Dans son courriel, Mme Cimon-Mattar a expliqué que l'Assemblée nationale souhaitait, avec sa décision, éviter de mettre de l'huile sur le feu.

«L'Assemblée, dans le contexte actuel de moyens de pression, souhaite éviter que ses décisions puissent être interprétées comme une manière de contourner le droit de grève, ce qu'elle n'a jamais eu l'intention de faire», a-t-elle écrit.

Un porte-parole de regroupement syndical Les avocats et notaires de l'État québécois (LANEQ), François Desroches-Lapointe, a jugé que ce retrait démontre la faute de l'Assemblée nationale.

«C'est un aveu, ni plus ni moins, que cette personne était engagée pour faire des tâches qui sont normalement nos tâches, a-t-il dit en entrevue téléphonique. C'est un travail de briseur de grève qui était fait par cette personne.»

Jeudi matin, LANEQ, qui représente les juristes en grève depuis 13 semaines, avait réclamé une enquête pour déterminer si des briseurs de grève avaient été embauchés par l'Assemblée nationale et le ministère de la Justice.

Selon le regroupement, un stagiaire a également accompli les tâches de ses membres au ministère de la Justice pour la mise en place de la commission d'enquête sur la protection de la confidentialité des sources journalistiques et de la commission d'enquête sur les relations entre les autochtones et certains services publics.

La ministre du Travail, Dominique Vien, a affirmé que la demande de LANEQ était actuellement analysée pour déterminer si une enquête est réellement nécessaire.

«J'ai été informée effectivement, comme vous, que les juristes de l'État se plaignent d'embauche de "scabs", a-t-elle dit en conférence de presse. Alors, c'est quelque chose qui va être analysé chez nous.»

Le député péquiste Sylvain Gaudreault a déclaré jeudi que son groupe parlementaire a refusé d'accorder des délais supplémentaires au gouvernement qui est incapable de présenter des amendements à un projet de loi actuellement à l'étude.

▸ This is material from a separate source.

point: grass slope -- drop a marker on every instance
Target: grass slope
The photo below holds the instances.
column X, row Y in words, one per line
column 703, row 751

Selon M. Gaudreault, le ministre de l'Environnement David Heurtel, qui travaille avec M. Gaudreault sur le projet de loi 102, est dans cette situation en raison du conflit avec les avocats chargés de rédiger ces textes.

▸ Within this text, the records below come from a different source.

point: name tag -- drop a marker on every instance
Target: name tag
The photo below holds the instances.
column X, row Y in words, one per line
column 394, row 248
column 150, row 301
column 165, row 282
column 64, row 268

«Ce n'est pas vrai qu'on va embarquer dans ce jeu-là, parce que ça, ça serait devenir indirectement des «scabs', et ça, là-dessus, le Parti québécois refuse à tout prix de faire ça», a-t-il dit en point de presse.

Jeudi, les représentants de LANEQ ont eu une première rencontre le président du Conseil du trésor, Pierre Moreau, depuis sa nomination au début de cette semaine.

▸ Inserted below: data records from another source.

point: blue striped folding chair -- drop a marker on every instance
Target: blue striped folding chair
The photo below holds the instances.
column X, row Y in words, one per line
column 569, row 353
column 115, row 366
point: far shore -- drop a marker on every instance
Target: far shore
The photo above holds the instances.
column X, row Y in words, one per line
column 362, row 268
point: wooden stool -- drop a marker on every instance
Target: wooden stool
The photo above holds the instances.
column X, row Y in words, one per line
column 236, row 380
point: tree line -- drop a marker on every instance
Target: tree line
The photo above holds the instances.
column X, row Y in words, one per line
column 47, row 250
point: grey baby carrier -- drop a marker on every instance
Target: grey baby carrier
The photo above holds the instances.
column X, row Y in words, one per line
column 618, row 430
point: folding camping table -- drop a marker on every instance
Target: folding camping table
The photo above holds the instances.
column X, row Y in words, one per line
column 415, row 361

«Nous avons pu présenter notre position directement au ministre, a dit dans un communiqué le président Jean Denis. Cela n'était toutefois pas une rencontre de négociation.»

Les 1100 avocats et notaires de la fonction publique québécoise et de l'Agence du revenu du Québec sont en grève générale illimitée depuis le 24 octobre dernier.

Leurs revendications portent principalement sur la réforme de leur mode de négociation, sur la base de leur rôle particulier et de leur indépendance de fonction.